Scenario: Timeout set to 0 spans without children
    Given the timeout is set to 0
    When the SDK finishes two spans without any children
    Then the SDK puts every span into one envelope
    And sends both envelopes to Sentry.

Weight

A simple way to calculate the weight of a span is to call serialize and recursively count the number of elements in the dictionary. Every key in a dictionary and every element in an array add a weight of one. For a detailed explanation of how to count the weight, see the example below.

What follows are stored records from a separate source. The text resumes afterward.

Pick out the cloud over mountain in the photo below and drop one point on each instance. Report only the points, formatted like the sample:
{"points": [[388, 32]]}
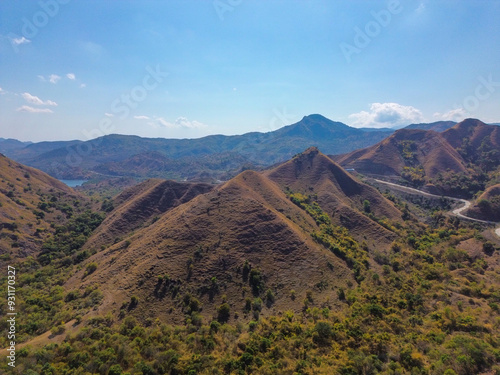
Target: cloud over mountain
{"points": [[386, 115]]}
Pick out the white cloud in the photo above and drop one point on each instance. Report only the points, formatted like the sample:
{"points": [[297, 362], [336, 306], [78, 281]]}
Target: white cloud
{"points": [[382, 115], [54, 78], [457, 114], [21, 40], [26, 108], [32, 99]]}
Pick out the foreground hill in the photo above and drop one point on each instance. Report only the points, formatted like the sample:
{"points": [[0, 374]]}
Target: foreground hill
{"points": [[141, 204], [418, 149], [255, 276], [31, 203], [247, 238], [458, 161], [215, 155], [487, 206]]}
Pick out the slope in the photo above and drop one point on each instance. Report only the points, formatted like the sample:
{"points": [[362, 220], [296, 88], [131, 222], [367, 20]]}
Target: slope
{"points": [[233, 243], [487, 205], [31, 202], [141, 204], [338, 193]]}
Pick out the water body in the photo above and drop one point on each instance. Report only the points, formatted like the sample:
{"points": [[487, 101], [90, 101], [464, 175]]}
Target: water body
{"points": [[73, 183]]}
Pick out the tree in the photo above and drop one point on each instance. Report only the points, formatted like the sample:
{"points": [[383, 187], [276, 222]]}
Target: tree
{"points": [[223, 313]]}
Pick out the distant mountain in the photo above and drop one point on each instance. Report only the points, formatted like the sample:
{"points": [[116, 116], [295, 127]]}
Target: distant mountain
{"points": [[213, 156], [31, 203], [8, 144], [458, 161], [439, 126]]}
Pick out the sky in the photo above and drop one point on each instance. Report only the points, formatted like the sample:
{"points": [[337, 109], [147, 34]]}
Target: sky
{"points": [[74, 69]]}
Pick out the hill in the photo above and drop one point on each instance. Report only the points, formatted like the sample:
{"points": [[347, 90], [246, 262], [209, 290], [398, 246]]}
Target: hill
{"points": [[425, 151], [257, 276], [247, 238], [487, 205], [459, 161], [120, 155], [31, 204], [9, 144], [140, 205]]}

As serialization is expensive, the SpansAggregator will keep track of the serialized spans and directly pass them to the envelope item to avoid serializing multiple times.

{
    // All simple properties count as 1 so in total 12
    "timestamp": 1705031078.623853,                     
    "start_timestamp": 1705031078.337715,
    "description": "ExtraViewController full display",
    "op": "ui.load.full_display",
    "span_id": "794d0cba0ac64235",
    "parent_span_id": "45054abc6ded413a",
    "trace_id": "65880cfc084f4bd5ab3abc7d598b3c14",
    "status": "ok",
    "origin": "manual.ui.time_to_display",
    "hash": "a925395473cfe97d",
    "sampled": true,
    "type": "trace",

    // The data object has 5 simple properties, which count as 5
    // and one list with 3 elements counting as 3
    "data": {
        "frames.frozen": 0,
        "frames.slow": 1,
        "frames.total": 1,
        "thread.id": 259,
        "thread.name": "main",
        "list" : [1, 2, 3]
    },

    // Tags count as 2
    "sentry_tags": {
        "environment": "ui-tests",
        "main_thread": "true",
    },

    // The weight is 
    // 12 (simple properties)
    // 8  (data)
    // 2  (tags)
    // = 22
}

Pros

  1. SDKs send fewer HTTP requests than sending every span individually to Sentry.

Cons

  1. Spans are lost in the event of a crash.
  2. Spans are delayed for 10 seconds until the SDK sends them to Sentry. For example, when manually playing around with Sentry while debugging, it takes longer until spans appear in the performance product.

Unresolved questions

  • What values are SDKs going to pick for x and y?
  • Which platforms would need to implement weights? If none, we can drop the concept.
  • Should we add an option to make x and y configurable from the start?
  • Do SDKs have to send span children in the same envelope as their parent?